Selon les estimations, entre 100 et 200 djihadistes français seraient établis dans la zone irako-syrienne. "Ils ont des armes, de l'argent, des moyens et par conséquent, il est illusoire de croire qu'ils ne sont pas capables de passer clandestinement les frontières pour atteindre le pays", ajoute cette source.
Pour répondre à la menace, Paris a renforcé les effectifs de la Direction générale de la sécurité intérieure avec 1250 agents supplémentaires, alors qu'un nouvel arsenal législatif est en train d'être mis en place.
Frédéric Boillat / Mouna Hussain avec afp
"Toujours la même émotion" pour Manuel Valls
Premier ministre à l'époque des attentats du 13 novembre, Manuel Valls était invité vendredi dans Forum. Le socialiste se remémore: "Ce jour-là, c'était la terreur. Il y avait cette volonté de casser, de tuer. J'écoute toujours ce récit avec la même émotion."
"Il faut doter l'Etat de tous les moyens pour gagner cette guerre. Il faut aussi être très clair sur les sorties de prison. Il y a 2500 détenus de droit commun radicalisés dans les prisons françaises. Il y a des sorties de prison de terroristes condamnés il y a quelques années. Là je crois que la surveillance, le bracelet électronique, sont indispensables. Si nous ne protégeons pas les Français, à ce moment là, ce sont des mesures plus dures, radicales et antidémocratiques qui s'imposeront", explique Manuel Valls.

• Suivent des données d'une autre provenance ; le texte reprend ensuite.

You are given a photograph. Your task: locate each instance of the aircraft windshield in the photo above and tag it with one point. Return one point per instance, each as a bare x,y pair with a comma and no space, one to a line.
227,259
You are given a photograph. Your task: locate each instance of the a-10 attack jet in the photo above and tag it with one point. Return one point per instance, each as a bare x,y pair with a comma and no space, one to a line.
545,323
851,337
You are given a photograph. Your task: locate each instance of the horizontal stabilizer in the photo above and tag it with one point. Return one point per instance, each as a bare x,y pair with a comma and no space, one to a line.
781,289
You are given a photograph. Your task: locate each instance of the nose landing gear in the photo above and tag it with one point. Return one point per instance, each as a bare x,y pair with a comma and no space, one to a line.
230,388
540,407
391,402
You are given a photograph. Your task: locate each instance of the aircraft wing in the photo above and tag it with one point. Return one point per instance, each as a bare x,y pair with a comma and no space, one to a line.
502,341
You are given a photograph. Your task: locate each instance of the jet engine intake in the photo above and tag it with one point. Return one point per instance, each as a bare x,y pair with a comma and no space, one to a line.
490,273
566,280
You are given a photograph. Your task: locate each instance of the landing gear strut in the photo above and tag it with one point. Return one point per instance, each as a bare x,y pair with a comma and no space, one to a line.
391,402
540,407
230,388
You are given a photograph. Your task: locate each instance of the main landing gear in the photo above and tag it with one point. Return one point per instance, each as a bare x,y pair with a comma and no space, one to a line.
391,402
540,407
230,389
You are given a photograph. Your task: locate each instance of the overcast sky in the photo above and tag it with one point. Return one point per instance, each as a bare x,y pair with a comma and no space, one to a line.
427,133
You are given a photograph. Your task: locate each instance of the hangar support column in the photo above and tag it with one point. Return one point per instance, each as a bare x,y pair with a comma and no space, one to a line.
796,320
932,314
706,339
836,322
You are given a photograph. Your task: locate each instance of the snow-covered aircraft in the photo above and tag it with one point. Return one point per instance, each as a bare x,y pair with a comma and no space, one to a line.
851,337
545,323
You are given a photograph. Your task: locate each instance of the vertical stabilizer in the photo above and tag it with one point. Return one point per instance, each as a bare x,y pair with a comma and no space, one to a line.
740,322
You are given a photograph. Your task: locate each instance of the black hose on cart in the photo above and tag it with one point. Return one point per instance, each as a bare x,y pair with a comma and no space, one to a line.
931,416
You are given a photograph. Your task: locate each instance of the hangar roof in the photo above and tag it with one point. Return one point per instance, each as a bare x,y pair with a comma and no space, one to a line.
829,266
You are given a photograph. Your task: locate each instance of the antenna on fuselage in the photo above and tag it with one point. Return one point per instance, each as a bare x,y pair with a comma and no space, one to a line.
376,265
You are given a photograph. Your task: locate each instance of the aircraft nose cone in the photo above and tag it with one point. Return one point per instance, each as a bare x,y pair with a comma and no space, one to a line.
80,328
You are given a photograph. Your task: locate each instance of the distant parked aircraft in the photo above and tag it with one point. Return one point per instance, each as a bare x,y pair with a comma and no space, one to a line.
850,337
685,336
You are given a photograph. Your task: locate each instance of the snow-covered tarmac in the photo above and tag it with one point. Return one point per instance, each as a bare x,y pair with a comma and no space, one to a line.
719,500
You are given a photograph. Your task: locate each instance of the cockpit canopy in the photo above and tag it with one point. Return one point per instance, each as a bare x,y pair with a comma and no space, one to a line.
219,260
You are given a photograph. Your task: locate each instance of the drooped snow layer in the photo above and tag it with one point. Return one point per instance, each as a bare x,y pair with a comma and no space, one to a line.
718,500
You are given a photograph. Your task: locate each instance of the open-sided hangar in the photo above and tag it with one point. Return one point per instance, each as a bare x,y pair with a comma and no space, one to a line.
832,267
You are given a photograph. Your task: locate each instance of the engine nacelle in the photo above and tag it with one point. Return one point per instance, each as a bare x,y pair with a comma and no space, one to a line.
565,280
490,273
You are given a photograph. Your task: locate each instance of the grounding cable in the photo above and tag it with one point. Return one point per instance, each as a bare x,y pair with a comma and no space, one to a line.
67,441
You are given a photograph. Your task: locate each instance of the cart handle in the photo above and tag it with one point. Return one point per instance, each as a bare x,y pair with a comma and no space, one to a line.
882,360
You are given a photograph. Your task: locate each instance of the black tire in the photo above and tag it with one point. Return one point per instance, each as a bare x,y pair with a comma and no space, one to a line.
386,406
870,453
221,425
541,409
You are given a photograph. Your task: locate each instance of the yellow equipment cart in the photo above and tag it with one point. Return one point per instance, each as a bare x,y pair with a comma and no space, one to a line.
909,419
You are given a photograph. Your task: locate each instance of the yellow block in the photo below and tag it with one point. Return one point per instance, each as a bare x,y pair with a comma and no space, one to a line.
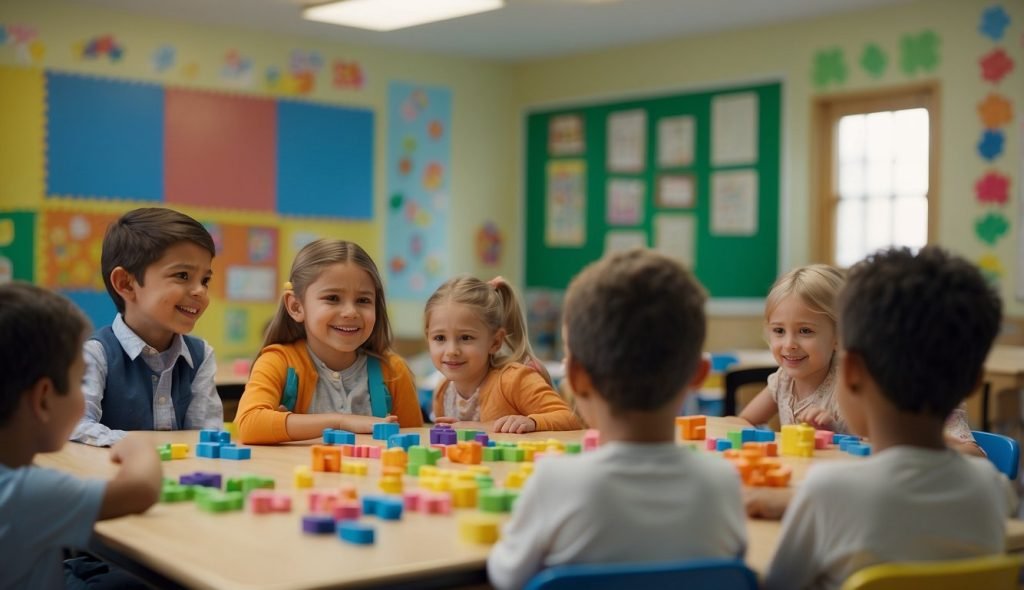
478,529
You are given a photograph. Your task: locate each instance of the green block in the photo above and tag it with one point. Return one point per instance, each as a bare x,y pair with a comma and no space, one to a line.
514,455
495,500
466,433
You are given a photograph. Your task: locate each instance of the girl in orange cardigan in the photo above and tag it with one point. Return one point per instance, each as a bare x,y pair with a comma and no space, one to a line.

"Ce qui est important, c'est la guerre culturelle et idéologique notamment au sein de l'islam. Il faut aider à la construction de cet islam européen, compatible évidemment avec nos valeurs et notre civilisation", conclut-il.
Journal d'un rescapé du Bataclan
Professeur d'histoire, Christophe Naudin était au Bataclan le soir des attentats. Il est resté caché deux heures dans un cagibi pour échapper aux balles des terroristes. Cinq ans après, il publie "Journal d'un rescapé du Bataclan", qui raconte sa reconstruction personnelle et pose une réflexion autour du débat sur le terrorisme.
"Je me sens un peu bizarre, parce que c'est une date symbolique. Le contexte sanitaire, l'assassinat de notre collègue, Samuel Paty, et l'annulation des commémorations, font que ce que j'espérais de ces cinq ans, c'est-à-dire passer un cap, est un peu gâché", explique Christophe Naudin dans Forum.
Pour se remettre d'un événement aussi tragique, l'enseignant raconte avoir suivi une psychothérapie et avoir pu bénéficier de son entourage familial. "Cet ouvrage aussi m'a servi. J'ai beaucoup réfléchi à travers mon journal. J'ai fait des recherches sur les causes de l'attentat. J'ai pu comprendre un peu mieux le phénomène djihadiste et notamment la place du religieux, qui est à mon avis trop minimisé", dit-il.